Classification methods are an example of supervised statistical
learning. Familiar methods such as logistic regression can be used as a
classification method. Dimension reduction methods, such as linear
discriminant analysis, can also be used in this context. In
classification, the outcome variable is typically binary, coded as
1
or 0
, but could also have more than two
levels. It just needs to be categorical. The goal of a classification
model is to take a new point and determine if that point should be
classified as a 1
or a 0
.
set.seed(10)
# Generate three clusters of size 25, 25 and 50 from three different
# multivariate normal distributions
cluster1 <- rmnorm(n=25, mean=c(.3,.2), varcov=diag(2)*.025)

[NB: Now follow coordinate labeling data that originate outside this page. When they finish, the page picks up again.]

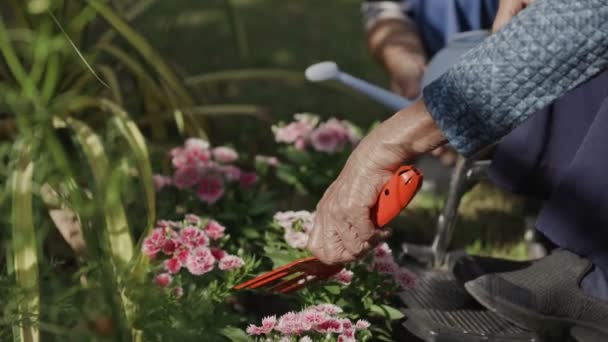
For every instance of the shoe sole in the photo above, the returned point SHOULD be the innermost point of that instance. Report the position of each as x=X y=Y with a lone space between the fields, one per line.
x=528 y=319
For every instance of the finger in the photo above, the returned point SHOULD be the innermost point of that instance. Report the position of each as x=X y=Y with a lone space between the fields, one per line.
x=506 y=11
x=351 y=241
x=379 y=237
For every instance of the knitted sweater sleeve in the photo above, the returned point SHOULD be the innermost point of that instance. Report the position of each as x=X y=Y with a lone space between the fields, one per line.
x=546 y=50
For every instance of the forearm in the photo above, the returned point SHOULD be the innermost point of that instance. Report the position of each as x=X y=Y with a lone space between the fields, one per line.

cluster2 <- rmnorm(n=25, mean=c(.15,.75), varcov=diag(2)*.025)
cluster3 <- rmnorm(n=50, mean=c(.75,.6), varcov=diag(2)*.03)
# Set up plot window
plot(rbind(cluster1, cluster2, cluster3),
type='n', axes=F, xlab='', ylab='')
# Add different colored points for each cluster
points(cluster1, pch='1',col='dodgerblue')
points(cluster2, pch='2',col='darkgreen')
points(cluster3, pch='3',col='firebrick4')
# Draw a box around the plot
box()
Logistic regression is a type of generalize linear model that models
binary or binomial data. Thus, to use this method, our outcome variable
can take on only two possible values, call these 1
and
0
. Logistic regression will produce a predicted probability
of a 1
outcome, which can be converted into a predicted
classification into a cluster.
We will then use our model to classify new points at (.2, .7), (.45, .35), (.48, .3), and (.9, .4).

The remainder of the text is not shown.